>>Similarly, we often know one feature about a stimulus while simultaneously being unable to answer others. Say I were to ask you to look at the following and tell me what it is composed of: ||||||||||||. You would correctly tell me it is composed of vertical lines. If I were to ask you how many lines, however, you would be stuck for a while. You can see that there are lines, but you cannot tell me how many without considerable effort. You can know some things about a scene without knowing other aspects of it, and you become aware of what you’re missing only when you’re asked the question.<<
Забавно, еще даже не дочитав предложение, я увидел краем глаза линии и догадался каким будет вопрос. И моментально дал правильный ответ! наобум))) даже не задумываясь. И потом, посчитав линии, с удивлением обнаружил, что оказался прав.
далее, там же:
>>What is the position of your tongue in your mouth? Once you are asked the question you can answer it—but presumably you were not aware of the answer until you asked yourself. The brain generally does not need to know most things; it merely knows how to go out and retrieve the data. It computes on a need-to-know basis. You do not continuously track the position of your tongue in consciousness, because that knowledge is useful only in rare circumstances.
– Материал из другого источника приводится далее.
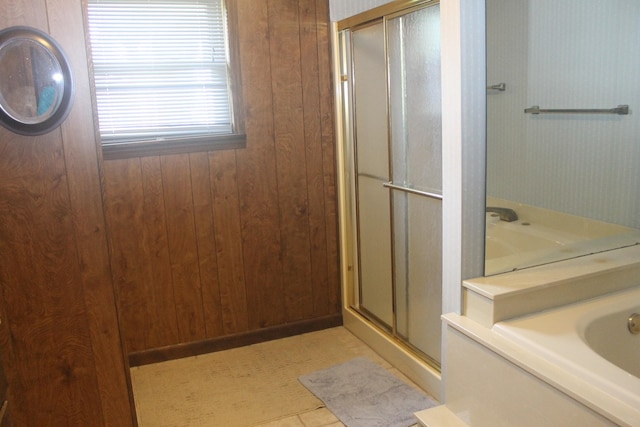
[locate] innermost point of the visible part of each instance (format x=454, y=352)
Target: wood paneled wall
x=211, y=244
x=60, y=341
In fact, we are not conscious of much of anything until we ask ourselves about it. What does your left shoe feel like on your foot right now? What pitch is the hum of the air conditioner in the background? As we saw with change blindness, we are unaware of most of what should be obvious to our senses; it is only after deploying our attentional resources onto small bits of the scene that we become aware of what we were missing. Before we engage our concentration, we are typically not aware that we are not aware of those details. So not only is our perception of the world a construction that does not accurately represent the outside, but we additionally have the false impression of a full, rich picture when in fact we see only what we need to know, and no more.<<
Спрашивать, направлять внимание. Вот задача слов, в целом - языка.